I'm curious what you would replace it with? I can't think of anything actually suitable for most of the low-level operating systems / embedded level things that use C.
I know people recommend rust for this kind of thing, but Rust really isn't appropriate in a lot of cases, especially when dealing with microcontrollers not supported by llvm (ie PIC, 8051 off the top of my head).
This may be changing, but I was also under the impression that Rust can't easily produce as small binaries as C can.
As an alternative in your use case, there was a pretty decent Modula-2 compiler for the 8051 (Mod51). It's a small, safe language and a reasonable fit for embedded architectures. It is a Wirth-ian BEGIN...END language which for some people means it has cooties, but I wrote a some useful stuff in it a long time ago and it was pretty painless, as such things go. There's even some standardization around Modula-2 in the embedded world (IEC 61311-3 ST). Unfortunately, I don't think Mod51 is sold any more; C won in that world.
I'd nominate Pascal (which has been used for OS dev before) and Ada. Not 100% sure how broad their support is for different hardware, but it also seems like adding new platforms to an existing toolchain is less work than inventing a new language while still benefiting from being not-C.
As long as you write compilers for all of the platforms which currently only have C language production quality compilers.
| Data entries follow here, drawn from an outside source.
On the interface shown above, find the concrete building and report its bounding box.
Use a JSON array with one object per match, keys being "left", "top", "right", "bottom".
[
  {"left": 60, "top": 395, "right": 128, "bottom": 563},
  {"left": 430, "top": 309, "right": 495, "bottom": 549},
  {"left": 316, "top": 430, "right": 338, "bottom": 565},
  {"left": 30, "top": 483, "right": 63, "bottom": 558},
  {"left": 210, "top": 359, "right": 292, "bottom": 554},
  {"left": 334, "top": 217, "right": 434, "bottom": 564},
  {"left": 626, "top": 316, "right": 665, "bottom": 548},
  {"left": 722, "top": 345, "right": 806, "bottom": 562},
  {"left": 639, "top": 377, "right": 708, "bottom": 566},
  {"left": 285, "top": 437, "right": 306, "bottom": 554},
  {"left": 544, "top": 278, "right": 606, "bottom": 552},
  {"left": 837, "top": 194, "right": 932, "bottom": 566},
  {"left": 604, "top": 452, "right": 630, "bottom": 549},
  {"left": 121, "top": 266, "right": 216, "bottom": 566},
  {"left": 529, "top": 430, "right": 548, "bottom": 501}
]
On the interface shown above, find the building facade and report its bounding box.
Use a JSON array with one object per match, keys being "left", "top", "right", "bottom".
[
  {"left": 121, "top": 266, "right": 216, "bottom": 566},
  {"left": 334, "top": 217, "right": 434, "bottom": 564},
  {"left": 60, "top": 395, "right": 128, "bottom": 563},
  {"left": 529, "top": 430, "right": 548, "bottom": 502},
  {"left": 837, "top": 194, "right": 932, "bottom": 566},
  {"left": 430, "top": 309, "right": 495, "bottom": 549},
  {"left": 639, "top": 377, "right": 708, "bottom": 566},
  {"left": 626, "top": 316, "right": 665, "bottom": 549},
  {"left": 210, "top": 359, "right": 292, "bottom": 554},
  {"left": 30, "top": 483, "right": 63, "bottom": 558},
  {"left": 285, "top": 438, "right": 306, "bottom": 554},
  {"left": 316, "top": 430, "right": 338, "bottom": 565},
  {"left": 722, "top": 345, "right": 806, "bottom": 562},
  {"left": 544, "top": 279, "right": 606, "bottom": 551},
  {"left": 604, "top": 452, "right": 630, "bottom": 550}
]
That includes porting the whole development ecosystem for those platforms (like libraries) to whatever NextNewShiny language you deem worthy.
Sometimes I do wonder if all these UB optimisations aren't pushed by people aiming to make C and C++ unusable, so that people will be forced to move to other languages.
The problem is that C is sufficiently primitive that optimizing it is effectively trying infer structure backwards because the language doesn't specify it.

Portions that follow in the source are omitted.